3.2. End-Node IoT Device

A primary objective in the design of the Water-QI IoT end node device with edge capabilities adhered was to demonstrate that high-fidelity environmental monitoring can be achieved using budget-friendly, off-the-shelf components. The sensor suite was carefully curated to balance extreme affordability with the data reliability required for deep learning applications. For water temperature monitoring, we selected the DS18B20 digital stainless probe. This sensor provides a highly stable One-Wire digital output at a fraction of the cost of industrial-grade thermocouples or thermometers, making it an ideal candidate for large-scale, distributed urban deployments.
To maintain the Water-QI device IoT implementation with edge capabilities using a low-power ARM multi-core processor, while ensuring multi-parametric low-cost analysis, we integrated a series of analog sensors attached to the RPi zero 2W board via an I2C ADC board (ADS1115) as illustrated in Figure 2a. The actual implemented prototype includes the DFR0300 for Electrical Conductivity (EC) sensor (see Figure 2b.(4)), the SEN0244 for Total Dissolved Solids (TDS) sensor (see Figure 2.(1)), the Groove V1.0 sensor meter, for Turbidity measurements (see Figure 2.(6)), the SEN0161-V2 sensor for pH assessment (see Figure 2b.(5)) and the DS18B20 temperature sensor (see Figure 2b.(2)). The device is powered on using a 5V USB type-A connector (see Figure 2b.(7)) and uploads measurements to the cloud AS using Wi-Fi connectivity provided by the RPi Wi-Fi transponder. These probes were specifically chosen because they offer a cost-effective entry point for smart city infrastructure without sacrificing the precision needed to calculate an accurate Water Quality Index (WQI), since we are mainly focusing on measurement deviations rather than the actual accurate values. Even if monthly calibration is needed, by opting for these accessible analog modules over expensive laboratory-grade equipment and focusing on real-time acquisition of measurement changes, we ensure that the proposed system remains financially viable for municipalities with limited budgets, facilitating the transition toward pervasive and sustainable water management. Furthermore, the device’s capability to include a GPS receiver (NEO 6M GPS module) connected to the RPi’s serial port, if selected or statically assigned localization GPS coordinates, makes the Water-QI system’s distributed approach fundamental for monitoring water-quality deviations at city-district levels. Figure 2a shows the actual device and its interface with the analog sensors mentioned, while Figure 2b.(1), illustrates the actual PoC implementation that was put to the test, without the use of a GPS receiver as shown in Figure 2.

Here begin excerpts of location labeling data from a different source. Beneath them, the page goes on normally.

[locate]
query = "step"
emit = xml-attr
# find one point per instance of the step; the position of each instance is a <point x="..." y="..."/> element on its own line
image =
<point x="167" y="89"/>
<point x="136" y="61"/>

The probing Water-QI IoT node is built around the Raspberry Pi Zero 2W microprocessor, a compact single-board computer featuring a quad-core 64-bit ARM Cortex-A53 CPU at 1 GHz, 512 MB LPDDR2 RAM, integrated 2.4 GHz 802.11 b/g/n Wi-Fi, Bluetooth 4.2, mini-HDMI, micro-USB OTG, CSI camera connector, and a 40-pin GPIO header. The RPI zero 2W interfaces with an ADS1115 analog-to-digital converter over the I2C bus to acquire the outputs of the analog water-quality probes. The ADS1115 is connected to the Raspberry Pi through GPIO2 (SDA) and GPIO3 (SCL), while its four analog 16-bit input channels are assigned as follows: AIN0 to the DFRobot SEN0161-V2 pH sensor, AIN1 to the Grove Turbidity Sensor Meter V1.0, AIN2 to the DFRobot SEN0244 TDS sensor, and AIN3 to the DFRobot DFR0300 electrical conductivity sensor. The pH conditioning board operates at 3.3–5.5 V with an analog output of 0–3.0 V, the TDS board operates at 3.3–5.5 V with an analog output of 0–2.3 V, and the EC board operates at 3.0–5.0 V with an analog output of 0–3.4 V. The Grove turbidity sensor supports 3.3 V/5 V operation and provides both analog and digital output; in the proposed setup, it is configured in analog mode and connected directly to AIN1. In addition, water temperature is measured using a DS18B20 digital sensor connected to GPIO4 via the Raspberry Pi 1-Wire interface, with a 4.7 k Ω pull-up resistor between the data line and 3.3 V. All sensors share a common ground, and the DS18B20 temperature reading can also be used for compensation in conductivity and TDS-related calculations. Finally, the GPS receiver with an IPX uFL antenna included is connected via the GPIO 13-14 UART serial port of the RPi Zero 2W MPU.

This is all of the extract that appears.